Kadin Khawatir Kenaikan UMP Buat Investor Kabur dari RI  

Massa dari sejumlah elemen buruh melakukan aksi menuju Balai Kota Jakarta beberapa waktu lalu.
Sumber :
  • ANTARA FOTO/Wahyu Putro A

VIVA – Kamar Dagang dan Industri (Kadin) Indonesia khawatir kenaikan Upah Minimum Provinsi di Indonesia membuat investor mencari tempat lain untuk berusaha. Sebab, kenaikan UMP ini dipukul rata sesuai formulanya yakni pertumbuhan ekonomi ditambah inflasi. 
 
Ketua Umum Kadin Indonesia, Rosan Perkasa Roeslani mengatakan, dengan adanya ketetapan itu, pengusaha mau tak mau harus siap. Namun, dia mengatakan,  seharusnya ada pertimbangan lain seperti tidak dipukul rata di semua daerah.

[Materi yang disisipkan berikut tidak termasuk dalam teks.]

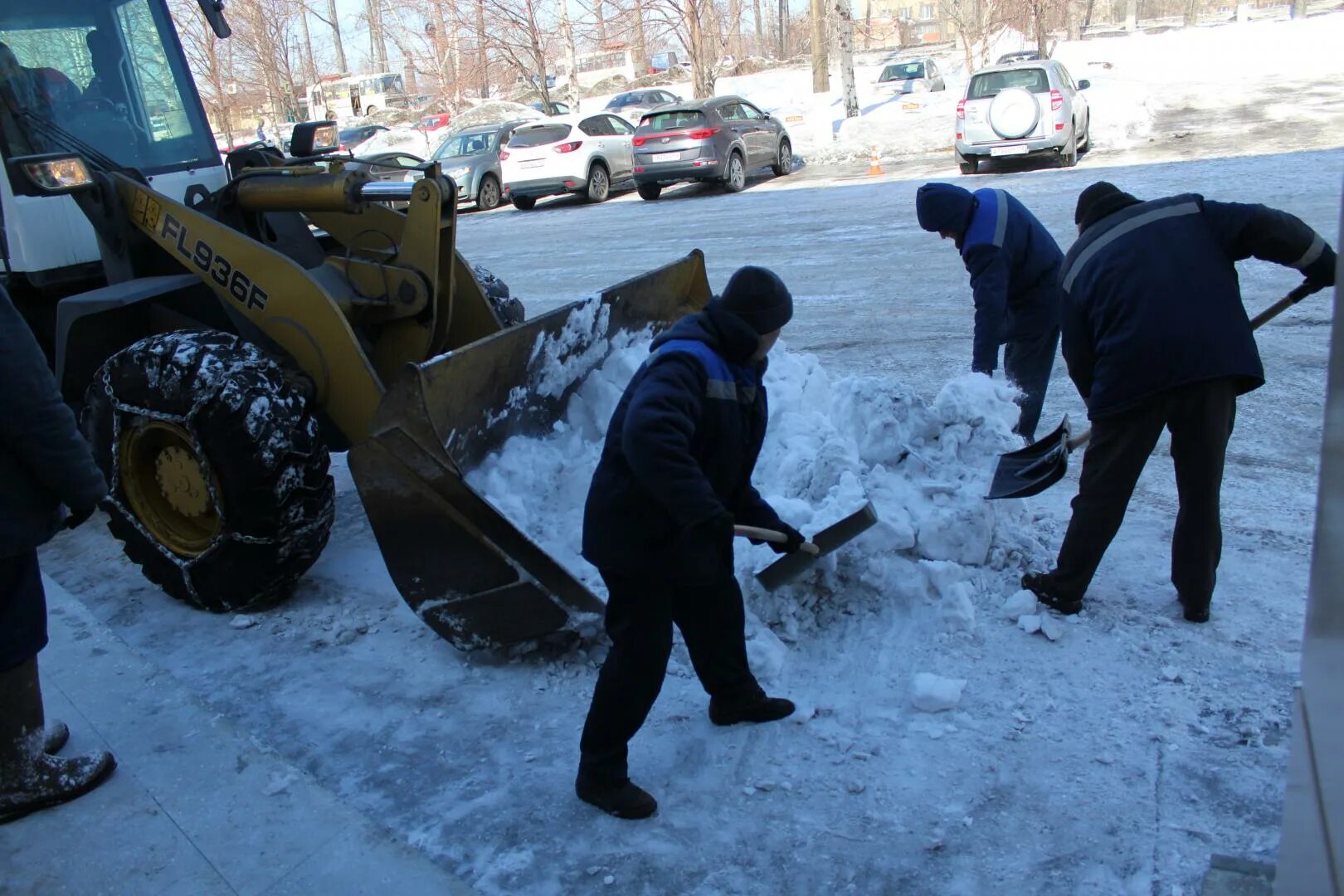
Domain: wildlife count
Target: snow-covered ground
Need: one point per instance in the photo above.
(1112, 761)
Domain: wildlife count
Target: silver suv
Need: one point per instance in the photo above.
(1022, 109)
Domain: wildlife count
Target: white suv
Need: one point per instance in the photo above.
(1020, 109)
(567, 155)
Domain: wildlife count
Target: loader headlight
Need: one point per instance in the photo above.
(50, 175)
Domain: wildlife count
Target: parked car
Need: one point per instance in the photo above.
(1022, 109)
(707, 140)
(472, 158)
(910, 75)
(353, 137)
(567, 155)
(632, 104)
(1019, 56)
(661, 62)
(554, 109)
(435, 123)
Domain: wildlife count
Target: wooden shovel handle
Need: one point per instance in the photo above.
(771, 535)
(1298, 293)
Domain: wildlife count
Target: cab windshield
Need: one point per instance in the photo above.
(104, 78)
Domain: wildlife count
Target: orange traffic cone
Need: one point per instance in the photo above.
(874, 164)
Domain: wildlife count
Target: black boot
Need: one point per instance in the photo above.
(756, 707)
(620, 798)
(30, 779)
(1194, 610)
(56, 738)
(1043, 586)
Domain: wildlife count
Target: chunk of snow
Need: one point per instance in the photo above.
(1019, 605)
(1051, 626)
(934, 694)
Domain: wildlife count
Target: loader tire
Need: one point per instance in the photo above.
(218, 479)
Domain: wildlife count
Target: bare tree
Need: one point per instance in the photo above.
(693, 23)
(202, 50)
(520, 35)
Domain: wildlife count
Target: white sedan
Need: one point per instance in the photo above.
(567, 155)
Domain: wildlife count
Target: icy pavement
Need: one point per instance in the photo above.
(1112, 761)
(194, 806)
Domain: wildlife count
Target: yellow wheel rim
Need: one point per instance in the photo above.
(167, 486)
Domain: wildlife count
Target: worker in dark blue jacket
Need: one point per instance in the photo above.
(49, 481)
(1155, 336)
(674, 479)
(1014, 265)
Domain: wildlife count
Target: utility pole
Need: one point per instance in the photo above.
(821, 60)
(572, 86)
(483, 63)
(309, 63)
(340, 50)
(378, 46)
(641, 49)
(845, 19)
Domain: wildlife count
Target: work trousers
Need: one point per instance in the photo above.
(1027, 363)
(23, 610)
(1200, 421)
(640, 614)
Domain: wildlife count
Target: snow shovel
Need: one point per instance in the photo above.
(791, 566)
(1035, 468)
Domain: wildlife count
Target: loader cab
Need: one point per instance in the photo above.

"Itu kita harus hormati, udah ada formulanya, inflasi ditambah growth, ya sekitar 8,5 persen kita harus terima. Ya memang industri padat karya tentu bebannya akan jadi lebih tinggi," kata Rosan ditemui di sela acara Rakornas Kadin di Jakarta, Selasa 5 November 2019.

Namun, dia menegaskan bahwa kenaikan ini bisa dilihat dari dua sisi alias ada sisi positif dan juga negatifnya. Jika di daerah tertentu yang upahnya sudah sangat tinggi akan semakin tinggi. 

Pada akhirnya, lanjut dia, industri di daerah tersebut akan berupaya melakukan relokasi di daerah lain.

"Salah satunya ke Jawa Tengah yang masih rendah. Kalau pindahnya secara bertahap, mending pindahnya masih di Indonesia, nah kalau pindahnya ke negara lain itu kan jadi non produktif kenaikan UMR ini," kata dia. 

Jika kenaikan upah sudah terlalu tinggi, menurutnya semakin banyak investor yang tidak masuk ke Indonesia atau malah justru melakukan relokasi ke negara lain. Untuk itu, dia mengusulkan kenaikan di setiap daerah tidak dipukul rata. 

"Itu usulan kami memang. Kalau daerah yang UMR-nya udah tinggi terus kenaikannya selalu sama dengan semua daerah kan gap-nya makin lama makin tinggi. Sedangkan sisi produktivitasnya mungkin enggak kekejar," ucap dia. 

Ada aspek lain yang menurutnya harus dipertimbangkan Pemerintah, misalnya jenis industri yang berkembang di daerah tertentu, hingga segi penyerapan tenaga kerjanya. 

"Karena yang satu daerah udah 4 juta terus satu lagi masih 1,7 juta, naiknya sama kan akan terus ada gap. Akibatnya ya pasti pindah ke yang lebih rendah. Yang kita khawatirkan pindahnya enggak ke sesama provinsi tapi ke negara lain," kata dia.

Dia pun mengaku sudah berbicara dengan Pemerintah terkait hal ini agar segera melakukan kajian yang terbaik untuk pelaku usaha di Indonesia.

"Kita sampaikan juga ke para pemerintah daerah melalui Kadin-Kadin provinsi bahwa kenaikan ini jangan dilihat dari segi presentase saja tapi juga dampaknya kenaikan ini pada industrinya apa," tuturnya.